Amandemen

Oleh: Tony Rosyid

AMANDEMEN UU 1945, sudah beberapa kali terjadi. UUD 1945 bukan kitab suci, kata Bambang Soesatyo, Ketua MPR. Karena itu, bisa diubah dan tak perlu tabu. Kita semua tahu, Bamsoet, panggilan akrab ketua MPR ini adalah inisiator, orang yang paling awal dan paling getol usulkan presiden tiga periode. Entah apa agenda di balik itu, yang pasti semangat itu nampaknya belum surut hingga hari ini.

DPR terbelah terkait hal ini. Dua fraksi mendukung Amandemen yaitu PKB dan PPP. Enam fraksi menolak yaitu PKS, Demokrat, Nasdem, Gerindra, Golkar, dan PAN.

Dua faksi yang berseberangan ini perlu tulisan sendiri untuk membedahnya. Terutama alasan mengapa PKB dan PPP setuju, ini menarik untuk dianalisis kepentingan politiknya di balik dukungan itu. Tepatnya, ada hal menarik di balik manuver partai-partai ini.

Ditolaknya amandemen UUD 1945 saat ini karena dua alasan. Pertama, alasan normatif. Karena Indonesia sedang fokus hadapi pandemi. Amandemen UUD 1945 bisa membuat pemerintah gagal fokus.

Ini argumen normatif, halus dan santun. Biasanya, argumen macam ini hanya basa-basi. Bukan argumen yang sesungguhnya. Argumen semacam ini oleh penguasa dianggap sopan, dan oleh rakyat dianggap rasional.

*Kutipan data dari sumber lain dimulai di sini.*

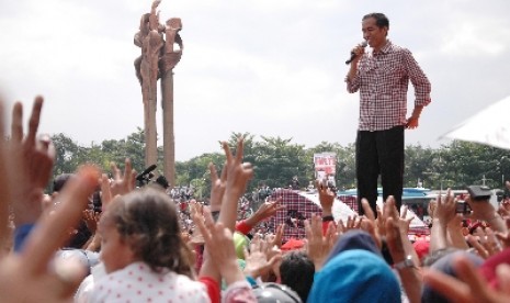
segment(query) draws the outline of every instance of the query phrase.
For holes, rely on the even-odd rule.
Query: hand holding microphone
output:
[[[345,64],[347,65],[351,64],[354,60],[354,58],[358,56],[358,49],[365,48],[366,45],[369,45],[369,43],[366,41],[363,41],[354,49],[352,49],[351,57],[349,58],[349,60],[345,61]]]

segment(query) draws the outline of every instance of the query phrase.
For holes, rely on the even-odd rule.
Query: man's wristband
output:
[[[335,221],[335,217],[332,215],[322,216],[322,222],[329,222],[329,221]]]
[[[217,222],[219,217],[219,211],[211,212],[211,215],[213,216],[214,222]]]

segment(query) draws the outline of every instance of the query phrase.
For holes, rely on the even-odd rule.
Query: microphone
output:
[[[157,166],[157,165],[151,165],[151,166],[147,167],[144,171],[141,171],[140,173],[136,175],[136,178],[135,178],[135,179],[138,180],[138,181],[143,180],[144,177],[145,177],[146,175],[149,175],[150,171],[155,170],[156,167],[158,167],[158,166]]]
[[[369,45],[366,41],[363,41],[362,43],[360,43],[360,46],[363,48],[365,48],[366,45]],[[355,57],[356,57],[356,54],[354,54],[354,52],[351,52],[351,57],[349,58],[349,60],[345,61],[345,64],[351,64]]]

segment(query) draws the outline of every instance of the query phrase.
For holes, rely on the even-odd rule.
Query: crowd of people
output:
[[[253,176],[242,138],[235,153],[223,143],[219,172],[209,166],[207,203],[188,201],[188,189],[169,194],[165,182],[136,187],[129,159],[112,171],[83,164],[47,193],[55,146],[37,134],[43,98],[26,132],[23,106],[14,104],[9,137],[0,100],[0,301],[510,302],[509,201],[495,209],[486,197],[466,197],[471,210],[457,213],[449,190],[428,205],[430,239],[409,239],[411,218],[400,207],[404,130],[418,126],[430,83],[410,52],[386,40],[384,14],[365,15],[362,26],[374,50],[356,46],[345,79],[350,92],[361,92],[360,215],[336,221],[335,186],[317,181],[321,211],[299,217],[299,245],[283,243],[285,224],[265,224],[285,207],[265,189],[257,210],[238,217]],[[409,79],[417,102],[406,119]],[[395,91],[399,98],[388,99]],[[390,113],[379,97],[395,103]],[[381,173],[385,202],[377,207]],[[299,188],[297,178],[290,187]]]
[[[316,183],[322,207],[305,221],[305,246],[285,249],[284,225],[258,226],[284,207],[267,201],[237,221],[253,175],[224,143],[222,172],[211,165],[209,203],[192,203],[193,232],[159,186],[136,188],[136,172],[113,178],[84,164],[54,180],[55,149],[38,136],[37,97],[24,133],[15,103],[11,136],[0,146],[0,296],[4,302],[508,302],[510,203],[496,210],[467,198],[473,233],[451,192],[429,204],[430,242],[411,243],[409,218],[389,197],[384,207],[335,222],[335,193]],[[1,110],[0,134],[5,115]],[[101,197],[100,212],[97,195]],[[95,203],[94,203],[95,202]],[[81,224],[79,224],[81,223]],[[84,233],[83,231],[88,231]]]

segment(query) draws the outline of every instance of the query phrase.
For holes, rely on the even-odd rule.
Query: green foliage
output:
[[[245,138],[243,160],[254,168],[254,177],[249,183],[248,192],[262,183],[269,187],[287,187],[297,176],[302,188],[314,180],[314,154],[335,153],[337,155],[337,187],[349,189],[355,187],[355,147],[354,144],[341,146],[338,143],[321,142],[306,148],[295,144],[292,138],[257,136],[249,133],[233,133],[228,139],[233,153],[236,153],[237,138]],[[64,134],[52,137],[57,156],[54,175],[76,171],[83,162],[93,162],[104,171],[110,171],[110,162],[121,167],[129,157],[137,171],[145,168],[144,131],[137,131],[126,138],[107,139],[90,147],[78,145]],[[158,167],[162,167],[162,147],[158,148]],[[486,183],[491,188],[502,188],[510,179],[510,152],[485,145],[452,142],[440,148],[421,145],[406,146],[405,187],[416,187],[420,181],[431,189],[464,189],[468,184]],[[186,161],[175,164],[175,184],[192,184],[195,193],[206,198],[211,192],[211,173],[208,165],[214,164],[218,173],[225,164],[225,155],[218,145],[217,153],[207,153]]]

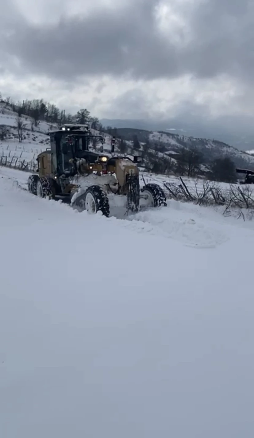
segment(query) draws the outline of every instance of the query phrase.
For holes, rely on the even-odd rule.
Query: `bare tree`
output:
[[[9,130],[4,125],[0,125],[0,140],[3,141],[6,140],[9,132]]]
[[[23,139],[23,133],[26,126],[26,124],[24,123],[22,119],[18,117],[17,119],[17,135],[18,136],[18,141],[21,143]]]

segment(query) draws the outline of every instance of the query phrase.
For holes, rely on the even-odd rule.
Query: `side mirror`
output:
[[[66,155],[68,153],[68,146],[66,143],[64,144],[62,146],[62,152],[64,155]]]
[[[115,137],[113,137],[112,138],[112,140],[111,140],[111,147],[110,148],[111,154],[113,154],[115,152]]]

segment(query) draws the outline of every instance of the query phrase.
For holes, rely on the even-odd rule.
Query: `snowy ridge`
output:
[[[183,148],[191,150],[195,148],[203,155],[206,159],[212,160],[215,158],[229,156],[237,166],[250,166],[254,169],[254,156],[251,156],[251,151],[240,151],[222,141],[163,132],[150,133],[148,136],[151,142],[165,145],[175,152],[179,152]]]

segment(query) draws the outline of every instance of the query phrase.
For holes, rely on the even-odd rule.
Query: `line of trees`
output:
[[[60,125],[65,123],[80,124],[90,125],[92,128],[98,131],[102,130],[102,126],[99,119],[92,117],[90,112],[86,108],[80,110],[76,114],[66,113],[65,110],[60,110],[53,104],[45,102],[43,99],[34,99],[32,100],[23,100],[22,102],[13,102],[10,97],[3,99],[0,93],[0,102],[4,103],[19,117],[22,116],[31,117],[33,124],[37,127],[42,120],[49,123],[57,124]]]

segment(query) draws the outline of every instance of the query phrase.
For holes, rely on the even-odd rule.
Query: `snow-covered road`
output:
[[[17,178],[0,168],[0,436],[252,437],[252,223],[90,216]]]

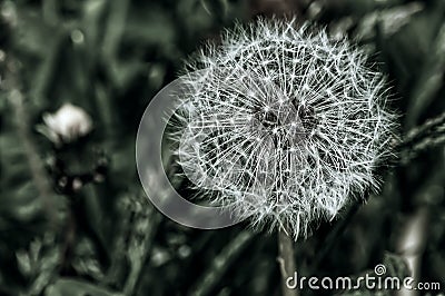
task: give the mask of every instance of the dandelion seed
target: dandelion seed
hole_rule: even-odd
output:
[[[226,32],[189,70],[201,75],[182,95],[179,164],[234,215],[297,238],[378,188],[395,116],[385,77],[347,40],[259,20]]]

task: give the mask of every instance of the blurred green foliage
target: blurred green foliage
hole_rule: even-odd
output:
[[[389,76],[400,132],[412,135],[407,161],[382,172],[380,195],[296,244],[298,272],[359,275],[385,263],[406,274],[397,246],[422,208],[421,279],[445,288],[444,120],[408,134],[445,111],[445,1],[3,0],[1,295],[279,295],[275,235],[168,220],[145,197],[134,159],[144,109],[184,59],[258,14],[294,14],[356,40]],[[87,110],[95,130],[58,148],[36,130],[63,102]]]

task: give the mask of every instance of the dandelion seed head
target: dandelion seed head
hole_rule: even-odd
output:
[[[294,238],[378,188],[395,116],[365,55],[294,21],[237,26],[189,65],[179,164],[219,205]]]

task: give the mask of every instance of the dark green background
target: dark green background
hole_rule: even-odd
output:
[[[235,20],[296,16],[356,40],[389,77],[403,138],[445,110],[443,0],[2,0],[0,12],[1,295],[280,295],[276,234],[181,227],[152,208],[136,174],[150,98]],[[95,129],[56,148],[37,127],[63,102]],[[444,132],[442,122],[405,145],[380,194],[298,240],[298,272],[358,276],[384,263],[407,275],[399,245],[421,217],[421,280],[445,289]],[[59,186],[98,164],[102,182]]]

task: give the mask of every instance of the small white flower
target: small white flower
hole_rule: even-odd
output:
[[[46,127],[40,131],[57,145],[75,141],[92,129],[91,117],[71,103],[65,103],[56,114],[44,114],[43,122]]]
[[[385,77],[347,40],[259,20],[227,32],[190,70],[179,162],[234,215],[296,238],[378,188],[395,116]]]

Kedua, argumen substansi. Ada kekhawatiran yang amat serius bahwa amandemen akan dijadikan pintu masuk untuk mengubah masa jabatan presiden. Selama ini, wacana presiden tiga periode atau pemilu diundur 2027 kencang sekali. Ada banyak informasi bahwa ini bukan sekedar wacana dan main-main, tapi ini agenda besar yang telah dipersiapkan dengan matang. Ada pihak-pihak yang ngotot dengan agenda ini untuk menjaga kepentingannya di dalam kekuasaan.

Salah seorang ketua umum partai bicara ke saya, jika agenda ini dipaksakan akan berpotensi memicu kegaduhan nasional. Karena jelas-jelas bertentangan dengan aspirasi rakyat.

Rakyat mendukung sikap enam partai yang menolak amandemen saat ini. Bukan amandemennya, tapi agenda dibalik amandemen itu yang harus diwaspadai. Meski narasinya “amandemen terbatas”, tapi tak ada yang menjamin akan betul-betul terbatas. Ini bisa liar.

Sejumlah survei menunjukkan bahwa mayoritas rakyat menolak presiden tiga periode. Ini sama dengan pendapat presiden Jokowi itu sendiri, menolak jabatan presiden tiga periode. Klop! Presiden Jokowi dan rakyat kompak.

Jadi, kalau ada pihak-pihak yang memaksakan tiga periode hanya akan mengundang banyak masalah. Ini sikap tidak rasional dan berbahaya.

Tapi, semua akan tetap bergantung ke dua pihak. Pertama, ke ketua umum PDIP. Dan kedua, ke presiden Jokowi itu sendiri. Kalau kedua orang ini setuju amandemen, siapa yang bisa menghalangi?

Jika amandemen UUD 1945 disetujui, maka lobi dan negosiasi terkait presiden tiga periode akan terbuka. Saat itulah rakyat boleh jadi akan menyaksikan nasib demokrasi kita yang semakin terpuruk. Reformasi pun akan secara sempurna kehilangan jejak spiritnya pasca KPK direvisi UU-nya. Kita berharap, kedua tokoh besar ini menolak amandemen, karena ini berpotensi memancing kegaduhan politik. Lebih baik bangsa ini fokus tuntaskan pandemi dan genjot pertumbuhan ekonomi. (*)

* Pengamat Politik dan Pemerhati Bangsa.